As we have already said, there are two methods of spontaneous management of the thought-language relationship: there are those who speak to think and those who think to speak. If you speak to think, you probably have a habit of thinking aloud and fine-tune your ideas as you listen. You are people made to work in a team and you love to have an interlocutor to explain what, in reality, you are explaining to yourself. As you interact, create and order your thoughts. What is the limit of this setting? That your interaction with others is only instrumental. You like to listen to yourselves because it is essential to formulate your ideas.
In reality, you are not particularly interested in what your interlocutors say, as long as they interact with the modality of "stimulators" of your thoughts and your creativity. You are not particularly inclined to be interrupted while you speak, and not for a matter of bon ton, but because you fear that the positive current that generates your ideas will be interrupted. Those who speak to think cannot organize their ideas by themselves, they convene meetings to be able to exercise their brain functions. Formalize thought as it generates it, therefore it is often forced to revisions and second thoughts. Do you think to speak? So, it is likely that you are a person who, basically, prefers to make decisions alone and always offers ready-made solutions.

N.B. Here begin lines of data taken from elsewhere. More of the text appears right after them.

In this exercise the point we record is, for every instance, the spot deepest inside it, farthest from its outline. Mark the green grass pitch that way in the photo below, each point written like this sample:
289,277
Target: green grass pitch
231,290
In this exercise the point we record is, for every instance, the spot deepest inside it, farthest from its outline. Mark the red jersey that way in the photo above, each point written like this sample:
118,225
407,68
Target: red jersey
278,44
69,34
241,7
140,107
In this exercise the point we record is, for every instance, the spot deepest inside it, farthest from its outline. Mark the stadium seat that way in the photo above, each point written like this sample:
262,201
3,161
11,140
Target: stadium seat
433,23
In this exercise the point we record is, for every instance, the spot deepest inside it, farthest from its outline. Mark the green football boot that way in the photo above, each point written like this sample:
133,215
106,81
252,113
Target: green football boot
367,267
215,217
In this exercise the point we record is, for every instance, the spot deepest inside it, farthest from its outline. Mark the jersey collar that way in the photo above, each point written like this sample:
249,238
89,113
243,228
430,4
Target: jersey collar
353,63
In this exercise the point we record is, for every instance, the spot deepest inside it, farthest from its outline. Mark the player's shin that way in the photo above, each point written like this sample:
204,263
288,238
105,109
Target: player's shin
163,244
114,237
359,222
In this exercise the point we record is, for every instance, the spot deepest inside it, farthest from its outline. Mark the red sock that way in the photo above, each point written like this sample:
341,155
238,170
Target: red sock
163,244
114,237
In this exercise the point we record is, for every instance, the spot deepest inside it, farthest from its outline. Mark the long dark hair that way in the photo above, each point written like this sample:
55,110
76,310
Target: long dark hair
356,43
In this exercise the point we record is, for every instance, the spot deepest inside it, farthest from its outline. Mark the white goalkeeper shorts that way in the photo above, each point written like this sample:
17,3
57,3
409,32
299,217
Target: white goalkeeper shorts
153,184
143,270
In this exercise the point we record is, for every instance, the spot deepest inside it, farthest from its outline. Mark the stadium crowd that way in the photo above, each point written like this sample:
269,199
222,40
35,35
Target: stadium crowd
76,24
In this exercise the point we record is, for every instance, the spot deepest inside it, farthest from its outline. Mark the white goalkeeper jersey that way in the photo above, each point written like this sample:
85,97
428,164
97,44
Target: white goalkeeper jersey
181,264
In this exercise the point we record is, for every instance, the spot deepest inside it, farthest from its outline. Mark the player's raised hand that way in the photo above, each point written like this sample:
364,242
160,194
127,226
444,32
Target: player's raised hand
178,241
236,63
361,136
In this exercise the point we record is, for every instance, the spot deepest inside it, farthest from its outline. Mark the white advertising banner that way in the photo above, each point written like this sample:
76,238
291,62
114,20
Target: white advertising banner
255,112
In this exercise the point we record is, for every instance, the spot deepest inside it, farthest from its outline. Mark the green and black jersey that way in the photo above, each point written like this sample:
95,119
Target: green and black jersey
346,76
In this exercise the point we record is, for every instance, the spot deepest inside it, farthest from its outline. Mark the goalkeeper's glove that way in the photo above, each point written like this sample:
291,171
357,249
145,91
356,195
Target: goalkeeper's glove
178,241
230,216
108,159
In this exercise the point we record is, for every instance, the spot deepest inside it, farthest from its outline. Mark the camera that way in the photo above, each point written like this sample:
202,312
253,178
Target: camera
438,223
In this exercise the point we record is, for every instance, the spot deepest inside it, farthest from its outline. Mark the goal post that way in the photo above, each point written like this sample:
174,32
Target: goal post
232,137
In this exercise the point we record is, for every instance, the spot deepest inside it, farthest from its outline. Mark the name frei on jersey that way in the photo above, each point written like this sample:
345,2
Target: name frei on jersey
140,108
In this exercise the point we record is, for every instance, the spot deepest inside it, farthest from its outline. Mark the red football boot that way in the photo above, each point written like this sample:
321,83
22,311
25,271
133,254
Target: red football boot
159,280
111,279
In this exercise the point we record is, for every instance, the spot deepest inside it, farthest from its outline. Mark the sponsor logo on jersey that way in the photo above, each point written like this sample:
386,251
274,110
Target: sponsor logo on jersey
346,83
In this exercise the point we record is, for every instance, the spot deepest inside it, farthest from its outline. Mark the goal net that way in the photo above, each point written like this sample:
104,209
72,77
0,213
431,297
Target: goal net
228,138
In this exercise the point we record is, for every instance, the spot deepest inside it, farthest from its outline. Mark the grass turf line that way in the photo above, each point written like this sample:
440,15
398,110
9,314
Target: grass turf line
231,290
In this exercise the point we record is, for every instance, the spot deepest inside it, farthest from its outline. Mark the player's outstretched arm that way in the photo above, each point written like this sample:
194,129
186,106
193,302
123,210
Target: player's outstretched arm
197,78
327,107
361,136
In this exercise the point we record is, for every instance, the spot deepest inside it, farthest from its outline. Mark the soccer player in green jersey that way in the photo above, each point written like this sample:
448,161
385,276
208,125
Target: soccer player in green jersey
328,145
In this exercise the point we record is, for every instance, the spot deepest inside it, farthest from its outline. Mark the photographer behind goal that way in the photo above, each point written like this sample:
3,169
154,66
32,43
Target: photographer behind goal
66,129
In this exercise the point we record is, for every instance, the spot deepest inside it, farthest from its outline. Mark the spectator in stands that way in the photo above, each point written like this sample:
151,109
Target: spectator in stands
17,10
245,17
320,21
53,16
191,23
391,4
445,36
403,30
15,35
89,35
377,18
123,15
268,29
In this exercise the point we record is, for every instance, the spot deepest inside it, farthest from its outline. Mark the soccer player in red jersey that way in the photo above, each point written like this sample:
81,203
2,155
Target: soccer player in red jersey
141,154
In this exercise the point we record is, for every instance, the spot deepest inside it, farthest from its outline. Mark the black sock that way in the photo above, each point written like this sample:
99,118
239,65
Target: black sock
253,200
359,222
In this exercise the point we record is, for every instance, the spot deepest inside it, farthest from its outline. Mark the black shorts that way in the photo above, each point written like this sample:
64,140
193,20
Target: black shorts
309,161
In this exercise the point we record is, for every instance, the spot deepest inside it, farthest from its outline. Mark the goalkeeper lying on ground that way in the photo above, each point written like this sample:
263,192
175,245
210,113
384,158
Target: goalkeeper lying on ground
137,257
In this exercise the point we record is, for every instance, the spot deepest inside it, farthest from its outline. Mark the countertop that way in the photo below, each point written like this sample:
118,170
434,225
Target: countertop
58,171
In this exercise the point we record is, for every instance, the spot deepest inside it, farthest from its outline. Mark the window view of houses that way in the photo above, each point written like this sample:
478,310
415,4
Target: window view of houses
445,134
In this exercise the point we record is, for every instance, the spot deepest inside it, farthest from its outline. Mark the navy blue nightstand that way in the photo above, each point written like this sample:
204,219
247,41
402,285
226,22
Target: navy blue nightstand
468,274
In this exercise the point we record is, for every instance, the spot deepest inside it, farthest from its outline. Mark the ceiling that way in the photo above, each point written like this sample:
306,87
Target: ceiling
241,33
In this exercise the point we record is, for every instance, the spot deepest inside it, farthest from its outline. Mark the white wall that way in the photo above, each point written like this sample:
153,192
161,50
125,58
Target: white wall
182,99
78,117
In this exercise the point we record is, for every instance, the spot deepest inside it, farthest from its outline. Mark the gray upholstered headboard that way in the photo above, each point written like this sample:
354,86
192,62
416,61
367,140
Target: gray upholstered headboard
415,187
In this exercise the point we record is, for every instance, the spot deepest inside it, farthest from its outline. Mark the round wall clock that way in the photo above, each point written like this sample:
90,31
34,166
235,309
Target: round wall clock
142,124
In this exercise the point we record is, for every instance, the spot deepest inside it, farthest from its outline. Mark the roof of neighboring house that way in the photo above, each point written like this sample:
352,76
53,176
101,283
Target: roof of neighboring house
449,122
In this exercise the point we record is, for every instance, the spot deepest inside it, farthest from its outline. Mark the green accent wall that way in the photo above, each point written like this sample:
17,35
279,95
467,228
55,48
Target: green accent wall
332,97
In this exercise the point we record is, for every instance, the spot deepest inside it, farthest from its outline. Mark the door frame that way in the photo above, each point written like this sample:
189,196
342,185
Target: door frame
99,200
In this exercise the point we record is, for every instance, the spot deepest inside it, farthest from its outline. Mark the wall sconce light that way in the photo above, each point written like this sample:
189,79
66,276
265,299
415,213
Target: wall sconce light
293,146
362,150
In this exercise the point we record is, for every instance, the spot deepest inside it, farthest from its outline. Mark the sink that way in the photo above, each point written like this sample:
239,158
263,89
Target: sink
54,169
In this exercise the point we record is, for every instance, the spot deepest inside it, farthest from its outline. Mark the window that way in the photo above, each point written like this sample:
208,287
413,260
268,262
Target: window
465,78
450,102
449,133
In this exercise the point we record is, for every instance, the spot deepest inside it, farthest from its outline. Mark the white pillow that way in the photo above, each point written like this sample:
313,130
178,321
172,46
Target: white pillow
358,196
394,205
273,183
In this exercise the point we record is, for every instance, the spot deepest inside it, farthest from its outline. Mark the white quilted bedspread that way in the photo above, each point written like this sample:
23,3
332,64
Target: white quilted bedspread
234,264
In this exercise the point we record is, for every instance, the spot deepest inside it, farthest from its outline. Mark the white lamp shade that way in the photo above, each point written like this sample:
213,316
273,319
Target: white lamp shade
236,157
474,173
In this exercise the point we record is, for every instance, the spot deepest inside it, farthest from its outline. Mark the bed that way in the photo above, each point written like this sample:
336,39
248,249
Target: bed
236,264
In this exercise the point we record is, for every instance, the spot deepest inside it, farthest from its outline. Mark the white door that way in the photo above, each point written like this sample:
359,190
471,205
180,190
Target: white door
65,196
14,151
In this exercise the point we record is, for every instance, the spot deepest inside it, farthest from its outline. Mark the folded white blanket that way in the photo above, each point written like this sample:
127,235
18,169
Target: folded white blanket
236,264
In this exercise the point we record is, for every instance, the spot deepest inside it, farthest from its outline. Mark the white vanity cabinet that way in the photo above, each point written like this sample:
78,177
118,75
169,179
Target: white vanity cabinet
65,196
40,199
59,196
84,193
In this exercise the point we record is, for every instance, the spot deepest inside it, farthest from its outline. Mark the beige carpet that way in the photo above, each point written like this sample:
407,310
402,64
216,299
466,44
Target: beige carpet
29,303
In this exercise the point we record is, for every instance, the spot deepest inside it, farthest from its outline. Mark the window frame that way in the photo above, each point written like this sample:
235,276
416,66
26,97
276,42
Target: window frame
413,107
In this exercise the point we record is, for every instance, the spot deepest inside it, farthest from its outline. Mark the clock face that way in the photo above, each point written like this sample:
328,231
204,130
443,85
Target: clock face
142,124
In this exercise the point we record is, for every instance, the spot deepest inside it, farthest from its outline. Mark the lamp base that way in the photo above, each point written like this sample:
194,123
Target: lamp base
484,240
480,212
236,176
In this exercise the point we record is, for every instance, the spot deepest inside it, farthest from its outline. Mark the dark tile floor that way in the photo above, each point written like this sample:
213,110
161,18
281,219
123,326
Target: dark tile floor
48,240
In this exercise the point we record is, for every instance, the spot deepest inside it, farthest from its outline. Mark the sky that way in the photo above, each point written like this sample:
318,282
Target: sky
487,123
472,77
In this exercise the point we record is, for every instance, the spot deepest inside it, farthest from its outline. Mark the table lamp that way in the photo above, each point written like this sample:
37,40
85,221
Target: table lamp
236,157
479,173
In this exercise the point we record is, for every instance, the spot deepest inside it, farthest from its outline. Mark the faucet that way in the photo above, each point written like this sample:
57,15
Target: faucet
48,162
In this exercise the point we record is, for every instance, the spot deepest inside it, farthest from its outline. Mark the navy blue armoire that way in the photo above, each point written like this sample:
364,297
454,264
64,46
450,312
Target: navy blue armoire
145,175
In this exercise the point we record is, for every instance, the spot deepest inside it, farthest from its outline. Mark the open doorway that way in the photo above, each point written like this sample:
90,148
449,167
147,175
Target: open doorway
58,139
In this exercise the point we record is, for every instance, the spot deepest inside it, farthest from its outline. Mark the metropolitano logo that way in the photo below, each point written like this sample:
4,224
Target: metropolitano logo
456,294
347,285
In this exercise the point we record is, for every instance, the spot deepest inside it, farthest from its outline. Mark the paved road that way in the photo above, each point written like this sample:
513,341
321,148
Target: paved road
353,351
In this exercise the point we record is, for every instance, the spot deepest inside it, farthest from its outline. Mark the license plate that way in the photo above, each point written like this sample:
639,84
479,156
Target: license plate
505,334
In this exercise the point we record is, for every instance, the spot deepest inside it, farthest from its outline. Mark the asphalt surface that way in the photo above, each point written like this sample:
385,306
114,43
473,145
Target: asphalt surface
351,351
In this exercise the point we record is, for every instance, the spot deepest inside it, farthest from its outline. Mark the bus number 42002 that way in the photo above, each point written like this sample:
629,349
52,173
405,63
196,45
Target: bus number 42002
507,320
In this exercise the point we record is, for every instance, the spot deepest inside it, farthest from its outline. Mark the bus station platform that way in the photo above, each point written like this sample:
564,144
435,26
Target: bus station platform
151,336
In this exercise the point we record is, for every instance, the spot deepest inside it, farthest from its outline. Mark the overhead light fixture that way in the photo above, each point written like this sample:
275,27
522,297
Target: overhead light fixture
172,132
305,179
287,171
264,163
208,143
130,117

For you, the interaction with your team is a moment of making your decisions official. Not being drawn to a real-time creative confrontation, if someone raises a topic that you think is valid, this causes an update of the meeting. You need to reason with it and re-formalize your thinking. For you too, the interruption tends to be negative. You experience it as a useless waste of time, you have already worked out the final decision, therefore, giving the word to someone means running the risk of having to re-formalize your thinking.
Who thinks to speak, he rarely revises his decisions. There are a number of techniques to rationalize the way leaders communicate and make it more balanced, with the aim of making the team an integral part of the decision-making process. A leader, by definition, is not a soloist and it is good to remember this every time you start communicating with your collaborators.